Apparently, DARPA began to tackle sepsis beginning in fall 2011 through its Dialysis-Like Therapeutics program. The agency says the goal of the DLT is to demonstrate a portable device capable of quickly sensing and removing bacteria, viruses, toxins and cytokines from the bloodstream on clinically relevant time scales. It notes, “research to date has focused on advancing the components needed for such a device.”
Now it appears that DARPA is taking the next step and has issued a notice requesting “next step” proposals:
DARPA [is] seeking integration of previously awarded DLT projects to develop sensors, complex fluid manipulation architectures, separation technologies and closed-loop control algorithms. After integration, DARPA hopes for a single device capable of removing at least 90 percent of sepsis-causing material from a patient within 24 hours.
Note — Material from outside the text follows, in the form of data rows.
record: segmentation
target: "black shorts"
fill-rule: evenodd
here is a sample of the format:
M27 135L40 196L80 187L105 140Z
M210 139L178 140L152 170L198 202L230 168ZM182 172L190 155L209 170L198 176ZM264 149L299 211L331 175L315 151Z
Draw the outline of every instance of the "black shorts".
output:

The DLT device sought by DARPA would differ from kidney dialysis devices by potentially enabling continuous, early sensing based on the entire blood volume, removing the need for anticoagulants, and facilitating label-free separation of multiple targets within the blood.
DLT is a technology demonstration and human trials will not be funded. However, proposers are encouraged to submit plans for testing that would result in an investigational device exemption approval from the Food and Drug Administration (FDA). The FDA will be engaged with the DLT team throughout the program lifecycle by reviewing proposals, participating in proposers’ day meetings and participating in Government review boards.
If successful, the sepsis technology should prevent the deaths of thousands of people in military service and may open the door to novel detection and treatment approaches for other medical maladies. “DLT represents a revolutionary approach in the treatment of blood-borne illness,” says Tim Broderick, DARPA program manager. “If successful, this technology could be used to treat sepsis faster and more effectively, saving lives and reducing treatment costs. In 2009 alone, more than 1,500 active duty Service members were diagnosed with sepsis. DLT may eliminate the need for expensive culture-based identification methods and extended hospital stays. And, as the technology matures, we believe the device could be adapted to diagnose and treat a variety of illnesses.”
Detailed information about the program and requirements for proposals can be found in the Broad Agency Announcement. The proposal due date is July 13, 2012, and DARPA expects that the awards will be issued in October. The manager for this program is Timothy Broderick.